About seventy-five years ago (October 30, 1938), Orson Welles created a national panic with his radio show depicting the invasion of Earth by Martians. The simulated "live" broadcasts convinced many that the end of the world was unfolding in real time right before their eyes.
People packed the roads, hid in cellars, loaded guns, even wrapped their heads in wet towels as protection from Martian poison gas, in an attempt to defend themselves against aliens, oblivious to the fact that they were acting out the role of the panic-stricken public that actually belonged in a radio play. -- source
The lesson was not lost on the ruling sociopaths of the United States or the world.
In a prescient column, in the New York Tribune, Dorothy Thompson foresaw that the broadcast revealed the way politicians could use the power of mass communications to create theatrical illusions, to manipulate the public.
"All unwittingly, Mr.
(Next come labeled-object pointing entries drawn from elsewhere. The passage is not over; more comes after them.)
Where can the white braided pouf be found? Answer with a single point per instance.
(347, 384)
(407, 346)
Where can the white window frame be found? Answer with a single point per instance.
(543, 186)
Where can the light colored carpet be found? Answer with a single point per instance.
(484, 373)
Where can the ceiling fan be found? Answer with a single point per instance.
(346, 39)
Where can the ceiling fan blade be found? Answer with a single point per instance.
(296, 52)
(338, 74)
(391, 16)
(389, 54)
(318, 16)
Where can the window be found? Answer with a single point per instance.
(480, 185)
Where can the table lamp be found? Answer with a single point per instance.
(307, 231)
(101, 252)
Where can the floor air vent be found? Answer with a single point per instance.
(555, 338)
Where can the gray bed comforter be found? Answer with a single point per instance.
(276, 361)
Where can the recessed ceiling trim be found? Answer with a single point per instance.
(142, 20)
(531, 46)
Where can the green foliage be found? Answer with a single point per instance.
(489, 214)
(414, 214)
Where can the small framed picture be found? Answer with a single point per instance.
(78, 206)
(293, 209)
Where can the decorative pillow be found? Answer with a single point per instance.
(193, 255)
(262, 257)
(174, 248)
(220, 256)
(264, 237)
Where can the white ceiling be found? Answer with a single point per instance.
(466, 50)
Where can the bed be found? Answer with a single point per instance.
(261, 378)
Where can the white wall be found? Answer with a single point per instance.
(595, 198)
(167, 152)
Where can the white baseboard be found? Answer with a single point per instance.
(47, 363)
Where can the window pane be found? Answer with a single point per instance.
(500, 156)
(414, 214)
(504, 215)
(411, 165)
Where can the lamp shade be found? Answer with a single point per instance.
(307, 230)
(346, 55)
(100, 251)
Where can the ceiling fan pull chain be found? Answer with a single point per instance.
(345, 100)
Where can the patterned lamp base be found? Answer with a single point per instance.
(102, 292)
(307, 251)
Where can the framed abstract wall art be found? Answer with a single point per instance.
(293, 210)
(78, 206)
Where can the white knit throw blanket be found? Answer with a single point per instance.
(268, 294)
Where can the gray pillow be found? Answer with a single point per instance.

Orson Welles and the Mercury Theater of the Air have made one of the most fascinating and important demonstrations of all time," she wrote. "They have proved that a few effective voices, accompanied by sound effects, can convince masses of people of a totally unreasonable, completely fantastic proposition as to create a nation-wide panic."
"They have demonstrated more potently than any argument, demonstrated beyond a question of a doubt, the appalling dangers and enormous effectiveness of popular and theatrical demagoguery...."
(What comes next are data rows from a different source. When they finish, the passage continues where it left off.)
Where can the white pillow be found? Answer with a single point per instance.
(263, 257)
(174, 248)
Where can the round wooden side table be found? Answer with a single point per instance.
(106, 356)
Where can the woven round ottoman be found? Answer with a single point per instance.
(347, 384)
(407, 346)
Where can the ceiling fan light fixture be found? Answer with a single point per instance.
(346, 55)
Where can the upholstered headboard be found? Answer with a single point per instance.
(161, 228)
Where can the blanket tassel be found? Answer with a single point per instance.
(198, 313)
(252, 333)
"Hitler managed to scare all of Europe to its knees a month ago, but he at least had an army and an air force to back up his shrieking words."
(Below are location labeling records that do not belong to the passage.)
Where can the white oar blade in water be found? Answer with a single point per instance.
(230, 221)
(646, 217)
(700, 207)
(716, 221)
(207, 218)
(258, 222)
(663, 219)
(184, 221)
"But Mr. Welles scared thousands into demoralization with nothing at all." -- source
It is no coincidence that in the last 75 ears, the media outlets of the nation and the world have been bought up and consolidated into a few hands. It is no coincidence that false-flag events like 9/11 (1 2 3) and the 7/7 London Tube bombings steer entire nations. It is no coincidence that in the last week, the information about the Boston Marathon bombings presented to the public via the mainstream media differs markedly from the information available from citizens reporting via the Internet.
"You think that's air you're breathing?" -- Morpheus, in the movie "The Matrix".